Kalau sudah menurut irama,
sebetulnya kita bisa berjalan cepat, bahkan bisa berlari,
karena sewaktu berjalan cepat badan bergoyang seirama dengan goyangnya
jembatan dan berlaripun demikian. Maka benar gaya orang Indian, Mereka
justru di jembatan itu berlari kencang, berburu dan menaikii kuda. Terbayang
dalam ingatan saya sewaktu Dr Carl May yang berceritra
tentang Winnetou kepala suku Apache. Masuk keluar hutan dengan
kuda putihnya dan rambut suri yang tergerai, turun naik bukit, meniti
diatas jembatan dengan jurang dan ngarai yang sangat dalam
terbentang di bawahnya. Maka memasuki daerah Indian di Capillano
park, mengingatkan saya akan kisah-kisah Old Sutterhand yang
mengembara dan bersahabat dengan Orang Indian. Saya adalah
penggemar dan suka sekali membaca ceritra karangan Dr Karl
May yang mengungkapkan pengembaraannya di hutan-hutan di
perkampungan Indian. Dan sekarang saya alami tempat-tempat yang di
ceritrakannya. Betul-betul mendebarkan dan mengerikan di
lereng-lereng bukit yang curam. Akhirnya saya bisa
menyeberangi jembatan itu sambil setengah berlari. Di
seberang kami selusuri jalan-jalan setapak, masuk ke
hutan-hutan dengan pohon kayu yang
besar dan tua, seperti di hutan raya saja layaknya.
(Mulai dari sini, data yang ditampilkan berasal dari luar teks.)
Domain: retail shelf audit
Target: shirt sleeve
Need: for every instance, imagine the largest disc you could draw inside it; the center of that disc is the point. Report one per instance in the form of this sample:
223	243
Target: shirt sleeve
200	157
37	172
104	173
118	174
Sebetulnya beberapa meter di
pintu gerbang jembatan saya bertemu dengan Dr
Sumedi. Dia berusaha berpegang ke tali di pinggir
jembatan, dia pucat keringat dingin membasahi dahinya, dia
ngak kuat dan dia takut. "Saya memang ndak tahan di
tempat yang tinggi" katanya sambil memejamkan mata,
"dan saya ngeri dengan goyangan jembatan
ini", dia kelihatan agak pucat. Saya antar dia ke pangkal
jembatan dan Dr Sumedi hanya bisa memandang kami pergi. Memang ada saja
yang takut berdiri di ketinggian dan ada saja yang gamang karena
goncangan. Bukan karena di buat-buat,walaupun kita yakin, tidak pernah ada
orang yang jatuh di jembatan itu karena sistem pengamannya sangat baik,
namun bergoyang di ketinggian, sedangkan di bawah terbentang
jurang yang sangat dalam dengan air deras dan bebatuan.
Apalagi kalau di tolehkan kepala ke bawah bertambah ngerinya.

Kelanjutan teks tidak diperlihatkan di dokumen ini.